Quand, rêvant de la morte et du boudoir absent,
Je me sens tenaillé des fatigues physiques,
Assis au fauteuil noir, près de mon chat persan,
J'aime à m'inoculer de bizarres musiques,
Sous les lustres dont les étoiles vont versant
Leur sympathie au deuil des rêves léthargiques.

J'ai toujours adoré, plein de silence, à vivre
En des appartements solennellement clos,
Où mon âme sonnant des cloches de sanglots,
Et plongeant dans l'horreur, se donne toute à suivre,
Triste comme un son mort, close comme un vieux livre,
Ces musiques vibrant comme un éveil de flots.

Que m'importent l'amour, la plèbe et ses tocsins ?
Car il me faut, à moi, des annales d'artiste ;
Car je veux, aux accords d'étranges clavecins,
Me noyer dans la paix d'une existence triste
Et voir se dérouler mes ennuis assassins,
Dans le prélude où chante une âme symphoniste.

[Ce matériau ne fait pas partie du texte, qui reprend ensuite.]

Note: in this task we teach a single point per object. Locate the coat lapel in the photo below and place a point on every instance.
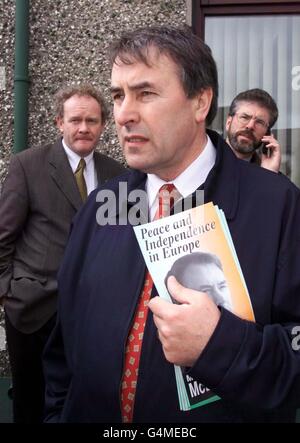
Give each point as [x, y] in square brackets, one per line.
[63, 176]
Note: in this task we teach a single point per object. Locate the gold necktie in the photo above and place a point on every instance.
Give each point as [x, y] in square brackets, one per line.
[80, 179]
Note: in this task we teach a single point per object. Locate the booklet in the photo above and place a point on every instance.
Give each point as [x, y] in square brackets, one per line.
[196, 247]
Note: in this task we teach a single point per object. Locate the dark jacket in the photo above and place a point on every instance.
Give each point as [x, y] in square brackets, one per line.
[38, 201]
[251, 366]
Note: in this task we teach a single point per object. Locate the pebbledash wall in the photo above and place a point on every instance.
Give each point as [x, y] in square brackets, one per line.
[68, 45]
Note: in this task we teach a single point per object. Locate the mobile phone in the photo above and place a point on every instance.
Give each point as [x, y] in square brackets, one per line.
[266, 151]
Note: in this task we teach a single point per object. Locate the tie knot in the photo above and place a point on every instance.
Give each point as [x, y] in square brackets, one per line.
[81, 165]
[167, 197]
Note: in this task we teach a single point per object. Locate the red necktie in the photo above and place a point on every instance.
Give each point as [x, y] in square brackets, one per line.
[167, 195]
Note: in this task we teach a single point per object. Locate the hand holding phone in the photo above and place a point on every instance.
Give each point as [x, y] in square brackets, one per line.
[271, 155]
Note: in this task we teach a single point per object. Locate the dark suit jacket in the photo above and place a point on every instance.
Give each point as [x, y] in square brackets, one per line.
[251, 366]
[38, 201]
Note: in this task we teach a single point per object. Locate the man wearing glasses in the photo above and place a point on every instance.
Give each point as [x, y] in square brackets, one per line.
[251, 116]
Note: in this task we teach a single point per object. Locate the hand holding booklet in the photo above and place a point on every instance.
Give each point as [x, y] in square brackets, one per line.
[196, 247]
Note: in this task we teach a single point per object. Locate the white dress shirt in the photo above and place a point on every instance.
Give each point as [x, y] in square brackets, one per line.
[188, 181]
[89, 172]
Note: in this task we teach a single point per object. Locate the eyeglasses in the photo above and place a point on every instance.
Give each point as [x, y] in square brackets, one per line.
[244, 119]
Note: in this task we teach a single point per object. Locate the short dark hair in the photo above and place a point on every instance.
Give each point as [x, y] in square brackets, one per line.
[84, 89]
[197, 68]
[260, 97]
[200, 258]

Je suis de ceux pour qui la vie est une bière
Où n'entrent que les chants hideux des croquemorts,
Où mon fantôme las, comme sous une pierre,
Bien avant dans les nuits cause avec ses remords,
Et vainement appelle, en l'ombre familière
Qui n'a pour l'écouter que l'oreille des morts.

Allons ! que sous vos doigts, en rythme lent et long
Agonisent toujours ces mornes chopinades...
Ah ! que je hais la vie et son noir Carillon !
Engouffrez-vous, douleurs, dans ces calmes aubades,
Ou je me pends ce soir aux portes du salon,
Pour chanter en Enfer les rouges sérénades !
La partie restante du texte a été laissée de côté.